The intermediate allocation is really unnecessary because we can easily convert each individual character to UTF-16 before moving on to the next one. So I wonder if we could have String#to_utf16(IO) on top of the existing overload:

struct Char
  def to_utf16(io : IO, format : IO::ByteFormat = IO::ByteFormat::SystemEndian) : Nil
    # ...
  end
end

class String
  def to_utf16(io : IO, format : IO::ByteFormat = IO::ByteFormat::SystemEndian) : Nil
    each_char &.to_utf16(io, format)
  end
end

module Crystal::System::Env
  def self.make_env_block(env : Enumerable({String, String}))
    io = IO::Memory.new
    env.each do |(key, value)|
      check_valid_key(key)
      key.check_no_null_byte("key").to_utf16(io)
      '='.to_utf16(io)
      value.check_no_null_byte("value").to_utf16(io)
      '\0'.to_utf16(io)
    end
    '\0'.to_utf16(io)
    io.to_slice.to_unsafe
  end
end

The unencoded part is important, because this function must work on Windows even when libiconv is unavailable; this API continues the tradition of providing UTF-16 functionality in the standard library that doesn't depend on libiconv. Consequently, Char#to_utf16 here should call UInt16#to_io, with the given endianness, which bypasses the target IO's encoding altogether.

straight-shoota commented 1 year ago

I suppose another option could be to implement UTF-16 encoder (and decoder) in Crystal? This would be more idiomatic using the existing API for this purpose.

HertzDevil commented 1 year ago

I was only thinking of encoding here. Supporting UTF-16 as a non-iconv encoding in IO directly would mean also implementing the decoder.
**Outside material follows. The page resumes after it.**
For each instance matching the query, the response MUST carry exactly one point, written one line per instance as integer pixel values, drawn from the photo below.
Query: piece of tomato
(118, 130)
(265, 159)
In fact we could aim for an even more fundamental API than IO:

struct Char
  def each_utf16_code_unit(& : UInt16 ->)
  end
end

class String
  def each_utf16_code_unit(& : UInt16 ->)
    each_char &.each_utf16_code_unit { |unit| yield unit }
  end

  def to_utf16 : Slice(UInt16)
    # ...
    slice = Slice(UInt16).new(u16_size + 1)
    appender = slice.to_unsafe.appender
    each_utf16_code_unit { |unit| appender << unit }
    appender << 0
    slice[0, u16_size]
  end
end

module Crystal::System::Env
  def self.make_env_block(env : Enumerable({String, String}))
    io = IO::Memory.new
    env.each do |(key, value)|
      check_valid_key(key)
      parts = {
        key.check_no_null_byte("key"),
        "=",
        value.check_no_null_byte("value"),
        "\0",
      }
      parts.each &.each_utf16_code_unit &.to_io(io)
    end
    '\0'.each_utf16_code_unit &.to_io(io)
    io.to_slice.to_unsafe
  end
end

the same way Char#each_byte and String#each_byte work as UTF-8, or Char#to_i32 and String#each_char work as UTF-32.